De ce fait, la Tunisie a, selon ses propos, mis en place une stratégie d’efficacité énergétique reposant sur trois piliers : des objectifs quantifiés, des programmes par secteur d’activité et notamment sur la mobilisation des moyens à travers la mise en place d’un cadre institutionnel avec l’ANME.
« Cette stratégie a permis un découplage net entre croissance économique et consommation d’énergie surtout à partir des années 2000. Ce découplage s’est traduit par une baisse de l’intensité énergétique, suivie d’une stagnation liée à une conjoncture économique difficile ».
Par ailleurs, une nouvelle stratégie 2018/2030 a été menée ayant pour objectifs le développement de l’efficacité énergétique, la réduction de la consommation de l’énergie primaire à l’horizon 2030 de 30% par rapport à 2010 et l’augmentation de la part des énergies renouvelables dans le mix énergétique de 30%. « En concrétisant ces objectifs, l’on devrait pouvoir réduire la dépendance énergétique pour la situer à 60% contre 89% sans efficacité énergétique ».
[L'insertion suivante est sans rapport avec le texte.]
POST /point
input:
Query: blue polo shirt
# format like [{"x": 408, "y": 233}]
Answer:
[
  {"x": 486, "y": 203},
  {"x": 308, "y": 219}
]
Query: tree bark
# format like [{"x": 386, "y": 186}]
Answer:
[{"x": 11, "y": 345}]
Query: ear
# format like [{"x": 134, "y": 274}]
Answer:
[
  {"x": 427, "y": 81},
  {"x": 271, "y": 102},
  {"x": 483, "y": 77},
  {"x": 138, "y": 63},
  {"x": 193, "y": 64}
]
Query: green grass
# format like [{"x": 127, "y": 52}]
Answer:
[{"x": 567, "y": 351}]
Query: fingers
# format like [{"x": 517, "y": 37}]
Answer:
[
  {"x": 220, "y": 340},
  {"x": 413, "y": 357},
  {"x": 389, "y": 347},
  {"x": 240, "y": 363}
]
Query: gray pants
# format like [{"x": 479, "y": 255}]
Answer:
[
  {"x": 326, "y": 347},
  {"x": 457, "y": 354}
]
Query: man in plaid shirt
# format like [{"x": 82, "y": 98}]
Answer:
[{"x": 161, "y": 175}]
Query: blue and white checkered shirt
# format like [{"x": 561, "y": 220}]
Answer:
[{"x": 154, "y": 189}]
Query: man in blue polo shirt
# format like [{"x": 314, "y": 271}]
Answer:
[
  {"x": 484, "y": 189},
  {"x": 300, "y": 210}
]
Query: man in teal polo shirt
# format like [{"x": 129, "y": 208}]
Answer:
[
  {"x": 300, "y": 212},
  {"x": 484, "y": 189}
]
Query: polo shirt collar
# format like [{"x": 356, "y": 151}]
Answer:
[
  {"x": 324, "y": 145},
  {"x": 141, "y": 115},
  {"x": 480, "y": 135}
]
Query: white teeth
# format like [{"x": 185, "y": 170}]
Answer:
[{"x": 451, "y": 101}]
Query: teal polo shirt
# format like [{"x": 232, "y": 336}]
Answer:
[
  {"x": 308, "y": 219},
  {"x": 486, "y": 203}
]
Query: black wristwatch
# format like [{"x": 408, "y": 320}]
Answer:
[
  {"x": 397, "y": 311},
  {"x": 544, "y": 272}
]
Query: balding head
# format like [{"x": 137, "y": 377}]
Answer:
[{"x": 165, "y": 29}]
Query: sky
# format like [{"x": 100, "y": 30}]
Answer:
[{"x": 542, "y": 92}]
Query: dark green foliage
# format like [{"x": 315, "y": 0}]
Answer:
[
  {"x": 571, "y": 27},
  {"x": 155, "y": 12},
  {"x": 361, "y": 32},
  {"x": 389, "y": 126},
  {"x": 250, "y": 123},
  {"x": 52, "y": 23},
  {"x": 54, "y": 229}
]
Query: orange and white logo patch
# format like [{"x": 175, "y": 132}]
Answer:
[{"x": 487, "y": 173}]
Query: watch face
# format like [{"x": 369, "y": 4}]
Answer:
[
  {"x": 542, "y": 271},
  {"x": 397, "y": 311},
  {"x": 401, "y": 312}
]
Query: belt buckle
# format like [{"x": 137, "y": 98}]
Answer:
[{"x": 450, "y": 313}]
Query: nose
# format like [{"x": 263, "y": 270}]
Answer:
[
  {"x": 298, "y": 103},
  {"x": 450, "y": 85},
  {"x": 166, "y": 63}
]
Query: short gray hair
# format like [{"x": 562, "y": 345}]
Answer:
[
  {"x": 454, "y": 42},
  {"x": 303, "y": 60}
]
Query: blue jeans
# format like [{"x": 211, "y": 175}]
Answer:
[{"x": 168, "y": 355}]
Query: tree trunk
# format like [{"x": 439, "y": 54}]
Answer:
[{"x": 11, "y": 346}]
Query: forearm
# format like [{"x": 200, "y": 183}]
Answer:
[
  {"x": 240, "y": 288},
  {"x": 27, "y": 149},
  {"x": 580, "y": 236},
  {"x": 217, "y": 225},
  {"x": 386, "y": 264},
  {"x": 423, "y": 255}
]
Pour ce faire, M. Harrouch a recommandé l’accélération de la mise en œuvre de ce plan d’action, avoir une vision globale à long terme, intégrer des dimensions sociales et régionales et opérationnaliser le fonds de transition énergétique.
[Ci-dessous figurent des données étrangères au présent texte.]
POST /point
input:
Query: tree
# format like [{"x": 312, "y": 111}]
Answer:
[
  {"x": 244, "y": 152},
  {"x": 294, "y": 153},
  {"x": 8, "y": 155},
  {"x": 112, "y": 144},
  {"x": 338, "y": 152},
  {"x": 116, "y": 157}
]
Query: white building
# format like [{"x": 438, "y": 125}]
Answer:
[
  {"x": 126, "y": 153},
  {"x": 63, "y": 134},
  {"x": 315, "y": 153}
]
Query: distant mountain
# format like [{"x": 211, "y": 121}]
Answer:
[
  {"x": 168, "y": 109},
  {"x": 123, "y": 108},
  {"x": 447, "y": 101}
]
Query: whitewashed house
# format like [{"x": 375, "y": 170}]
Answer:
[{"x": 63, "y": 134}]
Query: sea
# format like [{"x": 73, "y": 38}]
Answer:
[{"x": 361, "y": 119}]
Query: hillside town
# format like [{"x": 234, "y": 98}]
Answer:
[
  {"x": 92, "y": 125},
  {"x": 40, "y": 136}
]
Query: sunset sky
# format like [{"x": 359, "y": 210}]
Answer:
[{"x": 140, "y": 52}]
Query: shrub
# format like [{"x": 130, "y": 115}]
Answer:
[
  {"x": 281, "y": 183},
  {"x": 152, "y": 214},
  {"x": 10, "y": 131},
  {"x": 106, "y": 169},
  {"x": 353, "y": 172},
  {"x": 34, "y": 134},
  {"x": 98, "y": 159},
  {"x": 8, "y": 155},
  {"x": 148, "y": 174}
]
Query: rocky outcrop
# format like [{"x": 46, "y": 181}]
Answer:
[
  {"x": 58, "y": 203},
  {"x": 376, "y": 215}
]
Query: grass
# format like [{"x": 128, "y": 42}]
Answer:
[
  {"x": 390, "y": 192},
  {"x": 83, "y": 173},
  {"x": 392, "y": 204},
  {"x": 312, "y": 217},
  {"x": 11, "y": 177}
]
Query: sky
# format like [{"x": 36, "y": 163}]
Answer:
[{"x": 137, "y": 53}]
STEG : pour un système électrique durable et efficace
Pour sa part, Samir Chérif, chef du département auprès de la STEG, a rappelé de prime abord que la maîtrise de l’énergie est la première préoccupation de la STEG, qui est acteur dans la réalisation des programmes de maîtrise de l’énergie en Tunisie.
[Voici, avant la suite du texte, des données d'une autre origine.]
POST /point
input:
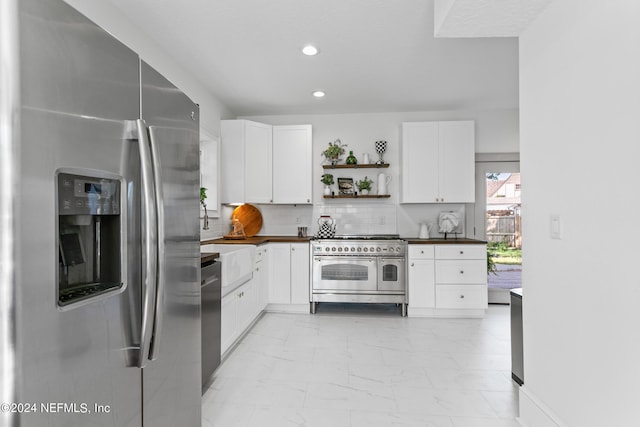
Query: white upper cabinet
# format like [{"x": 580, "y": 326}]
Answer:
[
  {"x": 265, "y": 164},
  {"x": 258, "y": 163},
  {"x": 292, "y": 168},
  {"x": 438, "y": 162},
  {"x": 245, "y": 161}
]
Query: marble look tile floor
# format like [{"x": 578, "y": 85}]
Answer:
[{"x": 366, "y": 367}]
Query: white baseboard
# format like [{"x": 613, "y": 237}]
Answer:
[
  {"x": 445, "y": 313},
  {"x": 499, "y": 296},
  {"x": 534, "y": 413},
  {"x": 288, "y": 308}
]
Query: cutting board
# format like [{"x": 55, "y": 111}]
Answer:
[{"x": 250, "y": 217}]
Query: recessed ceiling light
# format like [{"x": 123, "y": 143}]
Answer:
[{"x": 310, "y": 50}]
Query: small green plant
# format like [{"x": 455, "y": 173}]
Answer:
[
  {"x": 334, "y": 150},
  {"x": 327, "y": 179},
  {"x": 491, "y": 264},
  {"x": 203, "y": 196},
  {"x": 364, "y": 184}
]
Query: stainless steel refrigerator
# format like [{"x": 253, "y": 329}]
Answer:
[{"x": 99, "y": 234}]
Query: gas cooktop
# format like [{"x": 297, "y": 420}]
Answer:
[{"x": 366, "y": 237}]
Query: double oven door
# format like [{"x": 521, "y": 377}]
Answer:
[{"x": 356, "y": 274}]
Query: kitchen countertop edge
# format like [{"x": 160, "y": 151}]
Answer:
[
  {"x": 259, "y": 240},
  {"x": 256, "y": 240},
  {"x": 439, "y": 241}
]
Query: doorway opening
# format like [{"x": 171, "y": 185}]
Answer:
[
  {"x": 503, "y": 235},
  {"x": 496, "y": 217}
]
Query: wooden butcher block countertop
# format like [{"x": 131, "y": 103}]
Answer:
[
  {"x": 257, "y": 240},
  {"x": 209, "y": 256},
  {"x": 439, "y": 241}
]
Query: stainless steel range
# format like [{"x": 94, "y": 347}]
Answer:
[{"x": 362, "y": 269}]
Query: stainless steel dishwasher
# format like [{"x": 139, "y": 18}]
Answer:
[{"x": 211, "y": 300}]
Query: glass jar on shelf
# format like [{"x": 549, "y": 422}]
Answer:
[{"x": 351, "y": 159}]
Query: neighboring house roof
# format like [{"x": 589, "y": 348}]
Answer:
[
  {"x": 493, "y": 186},
  {"x": 493, "y": 190}
]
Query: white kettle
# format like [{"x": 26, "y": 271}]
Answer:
[
  {"x": 425, "y": 229},
  {"x": 383, "y": 182}
]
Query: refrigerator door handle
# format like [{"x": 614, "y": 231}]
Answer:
[
  {"x": 160, "y": 279},
  {"x": 149, "y": 241}
]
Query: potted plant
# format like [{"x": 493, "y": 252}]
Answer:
[
  {"x": 333, "y": 152},
  {"x": 364, "y": 185},
  {"x": 327, "y": 180},
  {"x": 203, "y": 196}
]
Afin de garantir un système électrique durable et efficace, il a affirmé qu’au volet du mix électrique, les défis ont été focalisés sur la forte croissance de la demande d’électricité, la forte dépendance du gaz naturel, le déclin des ressources de gaz naturel…
En ce qui concerne efficacité énergétique, il a précisé que du côté de l’offre, la STEG a misé sur l’amélioration de la consommation spécifique passant de 105 TEP/gigawatt en 2005 à 205 TEP/gigawatt en 2017, avec un objectif de 210 TEP/gigawatt en 2020; et ce, grâce aux technologies de cycle combiné.
Elle a misé, aussi, sur la réduction des pertes de transport, pour atteindre 6535 km en 2020 et des pertes de distribution (gisement d’économie d’énergie) qui ont atteint 14,5% en 2017. Ces pertes devraient, selon le responsable, atteindre 10% en 2020.
« L’atteinte de ces objectifs est basée sur une panoplie d’actions. Il s’agit du futur projet de Smart Grid (réseau électrique intelligent) de la STEG qui consiste, dans une première phase, en un projet pilote à Sfax (2019/2021) visant l’implantation de 400 mille conteurs intelligents, et dans une deuxième phase, en la généralisation sur tout le territoire tunisien à partir de 2022. Il s’agit, également, du projet STEP qui concerne le stockage de l’énergie visant une capacité de 2*200 mégawatt et une énergie productible de 950 gigawatt/an ».
Du côté de la demande, M. Chérif a indiqué que la STEG a misé sur l’utilisation des outils de tarification pour orienter les clients vers une utilisation efficace de l’électricité. Elle a, aussi, misé sur l’appui au développement de la cogénération. Sachant que la capacité installée dans l’industrie et le territoire a atteint 80 mégawatt en 2017. Idem pour l’appui au bâtiment efficace via le programme CES et Toits solaires. Dans ce sens, une troisième convention a été, selon ses dires, signée à fin 2017 avec Attijari Bank pour la période 2018/2021. S’ajoute à cela le programme Prosol Elec Social.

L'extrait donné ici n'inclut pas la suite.